Wilhemus A’ Brakel on Justice & Mercy

“There is no contradiction between God’s mercy and His justice, for both have different objects. The sinner, due to his sin, is the object of God’s justice; believers, for whom Christ has satisfied God’s justice, are the objects of God’s mercy.” — A Christian’s Reasonable Service Wilhelmus A’ Brakel Vol. 1, pg. 416

The Law of the Ten Commandments: Not a Covenant of Works

Wilhelmus A Brakel, The Christian’s Reasonable Service, Vol. 3 pg. 43-44
The Law of the Ten Commandments: Not a Covenant of Works
Question: Is the law of the Ten Commandments a covenant of works?

Answer: No, we shall demonstrate this to be so for the following reasons:

First, God’s righteousness cannot permit a sinner to enter into a covenant of friendship without a Surety who bears the punishment of the broken covenant on behalf of the sinner. However, the Israelites were sinners and the Covenant of works is without surety. Thus, the law cannot be a covenant of works.

Secondly, the person with whom God would establish a covenant of works, ought to be able to satisfy the demands of the covenant of works, and to obtain life in consequence thereof, for God’s holiness, righteousness, and truth will not permit the establishment of a true covenant upon the basis of a dishonest promise of man…

Thirdly, if the law were a covenant of works, then Israel, and all believers of the New Testament (for they are all under obligation of the law), would simultaneously be in two opposite covenants. They were under the covenant of grace, or else no one could have been saved. “Therefore by the deeds of the Law no flesh will be justified in His sight.” (Rom 3:20). And if the the law were a covenant of works, they would be simultaneously under the covenant of grace and the covenant of works. This is Impossible…

Fourthly, if the law were a covenant of works,man would have had to seek salvation by works, for it is thus declared, “For Moses writes that the man who practices the righteousness which is based on law shall live by that righteousness.” (Rom 10:5)…

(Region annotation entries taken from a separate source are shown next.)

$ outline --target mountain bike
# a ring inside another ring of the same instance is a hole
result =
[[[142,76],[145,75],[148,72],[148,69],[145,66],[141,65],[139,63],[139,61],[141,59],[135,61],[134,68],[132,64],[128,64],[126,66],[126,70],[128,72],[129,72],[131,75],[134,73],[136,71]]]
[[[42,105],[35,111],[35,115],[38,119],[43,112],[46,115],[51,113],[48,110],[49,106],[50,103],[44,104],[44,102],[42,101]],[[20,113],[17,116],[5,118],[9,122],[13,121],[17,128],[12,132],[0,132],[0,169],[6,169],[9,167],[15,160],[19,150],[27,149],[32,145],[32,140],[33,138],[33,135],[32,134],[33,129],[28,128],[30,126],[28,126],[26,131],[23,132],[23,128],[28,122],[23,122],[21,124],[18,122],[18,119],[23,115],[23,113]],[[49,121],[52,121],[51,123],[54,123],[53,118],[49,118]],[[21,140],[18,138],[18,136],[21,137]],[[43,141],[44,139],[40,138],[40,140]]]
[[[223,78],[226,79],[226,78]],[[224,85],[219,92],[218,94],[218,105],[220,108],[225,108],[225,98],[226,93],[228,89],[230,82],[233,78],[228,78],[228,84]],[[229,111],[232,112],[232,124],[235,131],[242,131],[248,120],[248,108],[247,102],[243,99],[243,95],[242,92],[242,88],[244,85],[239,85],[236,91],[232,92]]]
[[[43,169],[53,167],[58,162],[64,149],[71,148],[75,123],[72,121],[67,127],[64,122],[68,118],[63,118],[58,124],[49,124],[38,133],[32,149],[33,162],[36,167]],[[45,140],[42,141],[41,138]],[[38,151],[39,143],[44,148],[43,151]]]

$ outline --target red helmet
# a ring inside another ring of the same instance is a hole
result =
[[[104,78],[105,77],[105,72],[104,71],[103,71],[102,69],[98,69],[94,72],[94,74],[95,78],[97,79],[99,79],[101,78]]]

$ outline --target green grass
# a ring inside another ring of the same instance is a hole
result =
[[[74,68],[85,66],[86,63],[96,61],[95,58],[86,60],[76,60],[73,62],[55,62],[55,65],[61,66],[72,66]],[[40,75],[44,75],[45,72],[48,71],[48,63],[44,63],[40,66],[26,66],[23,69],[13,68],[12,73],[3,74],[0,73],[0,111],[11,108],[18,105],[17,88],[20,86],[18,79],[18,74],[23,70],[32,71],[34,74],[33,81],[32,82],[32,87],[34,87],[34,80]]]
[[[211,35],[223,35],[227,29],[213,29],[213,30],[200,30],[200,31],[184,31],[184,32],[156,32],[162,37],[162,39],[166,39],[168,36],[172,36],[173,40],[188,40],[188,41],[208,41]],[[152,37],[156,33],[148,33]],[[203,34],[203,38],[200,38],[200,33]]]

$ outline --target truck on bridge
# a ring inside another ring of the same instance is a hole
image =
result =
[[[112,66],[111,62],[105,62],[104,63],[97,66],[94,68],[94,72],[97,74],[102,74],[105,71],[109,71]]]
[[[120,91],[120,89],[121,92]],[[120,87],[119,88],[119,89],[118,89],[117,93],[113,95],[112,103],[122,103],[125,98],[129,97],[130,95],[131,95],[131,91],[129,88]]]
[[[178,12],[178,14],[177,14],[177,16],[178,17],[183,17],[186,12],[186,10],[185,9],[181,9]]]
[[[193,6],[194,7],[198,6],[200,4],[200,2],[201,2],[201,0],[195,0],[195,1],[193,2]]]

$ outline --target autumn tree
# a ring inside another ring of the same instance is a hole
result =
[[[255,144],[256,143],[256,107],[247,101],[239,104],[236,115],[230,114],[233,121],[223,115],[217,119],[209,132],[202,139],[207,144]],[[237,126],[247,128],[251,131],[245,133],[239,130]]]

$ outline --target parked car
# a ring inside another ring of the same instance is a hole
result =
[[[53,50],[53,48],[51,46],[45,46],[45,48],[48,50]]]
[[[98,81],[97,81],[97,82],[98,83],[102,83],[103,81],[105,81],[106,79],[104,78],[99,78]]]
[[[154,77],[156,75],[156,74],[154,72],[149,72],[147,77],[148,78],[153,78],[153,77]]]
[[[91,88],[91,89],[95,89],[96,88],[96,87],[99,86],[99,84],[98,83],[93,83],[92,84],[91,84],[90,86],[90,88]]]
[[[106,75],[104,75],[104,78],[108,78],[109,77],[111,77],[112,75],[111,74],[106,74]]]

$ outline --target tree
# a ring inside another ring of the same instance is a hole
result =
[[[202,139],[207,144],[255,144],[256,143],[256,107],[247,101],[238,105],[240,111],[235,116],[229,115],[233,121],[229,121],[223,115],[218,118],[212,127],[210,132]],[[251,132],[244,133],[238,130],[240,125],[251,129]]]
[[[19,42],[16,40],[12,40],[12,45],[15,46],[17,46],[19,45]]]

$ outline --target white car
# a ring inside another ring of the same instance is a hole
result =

Fifthly, there can be no manifestation of mercy in the covenant of works; however, there is room for mercy in the law of the ten commandments. “but showing mercy to thousands, to those who love Me and keep My commandments.” (Ex.20:6). Thus, the law is not the covenant of works.

The Diffference Between Law and Gospel

The Distinction Between Law and Gospel

By Wilhelmus A Brakel

Law and gospel are frequently placed in contradistinction to each other. If in such a contradistinction the reference is to the ceremonial law, its purpose is to refer to Christ’s coming in the flesh, whose coming was typified by the ceremonies. The gospel of fulfillment, however, declares that Christ has come. In the matter itself there can be no contradistinction, since the gospel is comprehended in the ceremonies and proclaimed by them.

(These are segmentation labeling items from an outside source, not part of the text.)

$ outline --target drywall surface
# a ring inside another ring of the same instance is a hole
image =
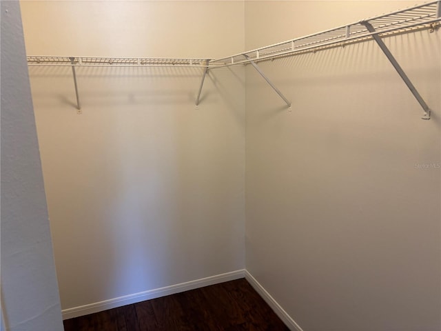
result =
[[[415,1],[246,1],[246,48]],[[265,21],[265,24],[262,22]],[[246,268],[305,331],[437,331],[441,30],[246,71]]]
[[[20,7],[17,1],[1,1],[0,8],[1,321],[11,331],[61,331]]]
[[[207,57],[244,4],[23,1],[28,54]],[[225,20],[228,24],[224,24]],[[30,71],[63,310],[243,269],[245,70]]]

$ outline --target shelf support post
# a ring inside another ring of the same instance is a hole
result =
[[[201,81],[201,86],[199,86],[199,92],[198,92],[198,97],[196,99],[196,106],[199,106],[199,101],[201,99],[201,92],[202,92],[202,87],[204,85],[204,81],[205,80],[205,76],[207,75],[207,72],[208,72],[208,63],[209,63],[209,60],[207,60],[205,62],[205,68],[204,68],[204,73],[202,75],[202,79]]]
[[[361,22],[361,23],[366,27],[366,28],[368,30],[369,32],[375,32],[375,29],[373,28],[372,25],[370,23],[369,23],[367,21],[364,21]],[[389,48],[387,48],[387,46],[384,44],[381,37],[378,35],[378,34],[372,34],[372,37],[373,38],[373,40],[375,40],[375,41],[377,43],[380,48],[381,48],[381,50],[383,51],[383,53],[384,53],[384,55],[386,55],[386,57],[387,57],[387,59],[391,62],[391,63],[392,63],[392,66],[393,66],[393,68],[395,68],[395,70],[397,71],[400,77],[401,77],[402,79],[406,83],[409,89],[411,90],[411,92],[413,94],[413,97],[415,97],[415,98],[417,99],[417,101],[418,101],[421,107],[422,107],[422,109],[424,110],[424,113],[422,117],[421,118],[422,119],[430,119],[430,109],[429,106],[427,106],[426,102],[424,101],[421,95],[420,95],[420,93],[418,93],[418,91],[416,90],[416,88],[415,88],[415,86],[413,86],[411,80],[409,79],[409,77],[407,77],[404,71],[402,70],[401,66],[398,64],[398,62],[397,61],[397,60],[395,59],[395,57],[393,57],[393,55],[392,55],[392,53],[391,53],[391,51],[389,50]]]
[[[78,86],[76,85],[76,72],[75,72],[75,66],[74,66],[74,57],[70,57],[70,63],[72,63],[72,74],[74,77],[74,84],[75,85],[75,96],[76,97],[76,108],[78,114],[81,114],[81,106],[80,105],[80,98],[78,95]]]
[[[247,60],[249,60],[249,57],[248,55],[247,55],[246,54],[243,54]],[[273,90],[274,90],[274,91],[276,91],[276,92],[279,95],[279,97],[280,98],[282,98],[283,99],[283,101],[286,103],[286,104],[288,106],[288,107],[291,108],[291,102],[289,102],[289,101],[285,97],[285,96],[282,94],[282,92],[278,90],[278,88],[277,88],[274,84],[273,84],[271,83],[271,81],[269,80],[269,79],[268,77],[267,77],[265,76],[265,74],[263,73],[263,72],[260,70],[260,68],[257,66],[257,64],[256,63],[256,62],[254,62],[253,60],[249,60],[249,63],[252,64],[252,66],[253,66],[253,67],[254,67],[254,69],[256,69],[257,70],[257,72],[260,74],[260,76],[262,76],[263,77],[263,79],[267,81],[267,83],[268,83],[269,84],[269,86],[273,88]]]

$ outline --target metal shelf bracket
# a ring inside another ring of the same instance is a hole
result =
[[[249,60],[249,57],[248,55],[247,55],[246,54],[244,54],[243,56],[247,59]],[[253,67],[254,67],[254,69],[256,69],[257,70],[257,72],[260,74],[260,76],[262,76],[263,77],[263,79],[267,81],[267,83],[268,83],[269,84],[269,86],[273,88],[273,90],[274,90],[276,91],[276,92],[279,95],[279,97],[280,98],[282,98],[283,99],[283,101],[286,103],[286,104],[288,106],[288,107],[289,108],[291,108],[291,102],[285,97],[285,96],[282,94],[282,92],[278,90],[278,88],[277,88],[274,84],[273,84],[271,83],[271,81],[269,80],[269,79],[268,77],[267,77],[265,76],[265,74],[263,73],[263,72],[260,70],[260,68],[258,67],[258,66],[257,66],[257,64],[256,64],[256,62],[254,62],[252,60],[249,60],[249,63],[252,64],[252,66]]]
[[[80,98],[78,95],[78,86],[76,85],[76,72],[75,72],[75,66],[74,66],[75,58],[70,57],[69,59],[70,60],[70,63],[72,63],[72,74],[74,77],[74,84],[75,85],[75,96],[76,97],[76,109],[78,110],[76,111],[76,113],[78,114],[81,114],[82,113],[81,106],[80,105]]]
[[[364,21],[360,23],[363,24],[370,32],[376,32],[372,25],[370,23],[369,23],[367,21]],[[391,51],[389,50],[389,48],[387,48],[387,46],[384,44],[381,37],[378,35],[378,33],[373,34],[372,37],[373,38],[373,40],[375,40],[375,41],[377,43],[380,48],[381,48],[381,50],[383,51],[383,53],[384,53],[384,55],[386,55],[386,57],[387,57],[387,59],[391,62],[391,63],[392,63],[392,66],[393,66],[393,68],[395,68],[395,70],[397,71],[400,77],[402,78],[402,79],[406,83],[409,89],[411,90],[411,92],[413,94],[413,97],[415,97],[415,98],[417,99],[417,101],[418,101],[421,107],[422,107],[422,109],[424,110],[424,112],[421,118],[422,119],[430,119],[430,109],[429,108],[427,103],[426,103],[426,101],[424,101],[424,99],[422,99],[420,93],[418,93],[418,91],[416,90],[416,88],[415,88],[415,86],[413,86],[411,80],[409,79],[409,77],[407,77],[404,71],[402,70],[400,64],[398,64],[398,62],[397,61],[397,60],[395,59],[395,57],[393,57],[393,55],[392,55],[392,53],[391,52]]]
[[[207,60],[205,61],[205,68],[204,68],[204,73],[202,74],[202,79],[201,80],[201,86],[199,86],[199,92],[198,92],[198,97],[196,99],[196,106],[198,107],[199,106],[199,101],[201,101],[201,92],[202,92],[202,87],[204,85],[204,81],[205,80],[205,76],[207,75],[207,72],[208,72],[208,63],[209,63],[209,60]]]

However, there is an essential difference between the moral law and the gospel. The law has first of all been given by God the Lord as the sovereign, majestic, and sole Lawgiver, and is pertinent to all mankind. The gospel, however, is the manifestation of God as being “merciful and gracious, longsuffering, and abundant in goodness and truth”  (Exo. 34:6), and does not pertain to all, but only to some. Secondly, the law can partially be known by nature  (Rom. 2:15), but the gospel can only be known by revelation  (Eph. 3:5). Thirdly, the law is a condition of the covenant of works which promised salvation upon the perfect keeping of the law and knows of no forgiveness  (cf. Rom. 10:5; Matt. 19:17).

The gospel, however, is a declaration of the covenant of grace, promising believers forgiveness and salvation by Jesus Christ  (Rom. 10:8-9). Fourthly, the law begets the knowledge of sin in the sinner  (Rom. 3:20), confronts him with wrath  (Rom. 4:15), and thus brings forth fear and trembling  (Isa. 33:14). The gospel, however, is the precious administration of the power of God unto salvation  (Rom. 1:16). This gospel is the means whereby God calls men unto salvation.

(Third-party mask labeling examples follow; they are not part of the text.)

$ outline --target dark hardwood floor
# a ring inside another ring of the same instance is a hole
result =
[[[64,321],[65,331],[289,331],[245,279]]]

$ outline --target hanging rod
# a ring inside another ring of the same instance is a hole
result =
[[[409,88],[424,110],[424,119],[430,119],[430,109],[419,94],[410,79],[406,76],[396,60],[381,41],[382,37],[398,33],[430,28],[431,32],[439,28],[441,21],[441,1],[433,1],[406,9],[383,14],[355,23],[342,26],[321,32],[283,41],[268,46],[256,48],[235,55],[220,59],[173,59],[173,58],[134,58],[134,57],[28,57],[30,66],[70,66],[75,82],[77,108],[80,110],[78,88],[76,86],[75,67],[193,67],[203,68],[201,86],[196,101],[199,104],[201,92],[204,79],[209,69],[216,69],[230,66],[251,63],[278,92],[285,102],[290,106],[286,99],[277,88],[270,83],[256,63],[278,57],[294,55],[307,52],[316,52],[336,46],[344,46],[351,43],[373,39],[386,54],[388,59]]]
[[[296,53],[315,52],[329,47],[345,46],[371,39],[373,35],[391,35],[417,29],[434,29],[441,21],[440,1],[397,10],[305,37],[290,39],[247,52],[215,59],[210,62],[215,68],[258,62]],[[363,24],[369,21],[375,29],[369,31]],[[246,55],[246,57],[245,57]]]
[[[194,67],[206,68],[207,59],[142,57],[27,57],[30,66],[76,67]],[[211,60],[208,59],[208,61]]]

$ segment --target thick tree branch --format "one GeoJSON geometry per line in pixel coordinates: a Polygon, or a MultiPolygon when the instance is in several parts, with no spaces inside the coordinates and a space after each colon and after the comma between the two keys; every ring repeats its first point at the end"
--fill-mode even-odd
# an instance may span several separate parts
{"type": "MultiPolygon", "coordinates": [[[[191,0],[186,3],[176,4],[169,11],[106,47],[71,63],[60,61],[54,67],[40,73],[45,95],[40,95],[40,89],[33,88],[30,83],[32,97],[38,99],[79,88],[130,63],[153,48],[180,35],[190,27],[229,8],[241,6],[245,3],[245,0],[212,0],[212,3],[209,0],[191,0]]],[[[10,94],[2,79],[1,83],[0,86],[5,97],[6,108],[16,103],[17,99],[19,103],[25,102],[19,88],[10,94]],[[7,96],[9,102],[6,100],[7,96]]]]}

God could immediately and nonverbally reveal Christ to man, bring him to Christ, cause him to believe in Him, and thus lead him to salvation. It has pleased the Lord, however, in order that His manifold wisdom be revealed and His other attributes be glorified, to make man a partaker of this salvation by means of the word of the gospel, leading rational man in a rational way. The use of this means is referred to as calling, since all men are going astray on a way which is not good and which leads to destruction. God calls out to men who are going astray that the way upon which they are traversing will make them eternally miserable, and invites them to come to Christ as the only way unto salvation.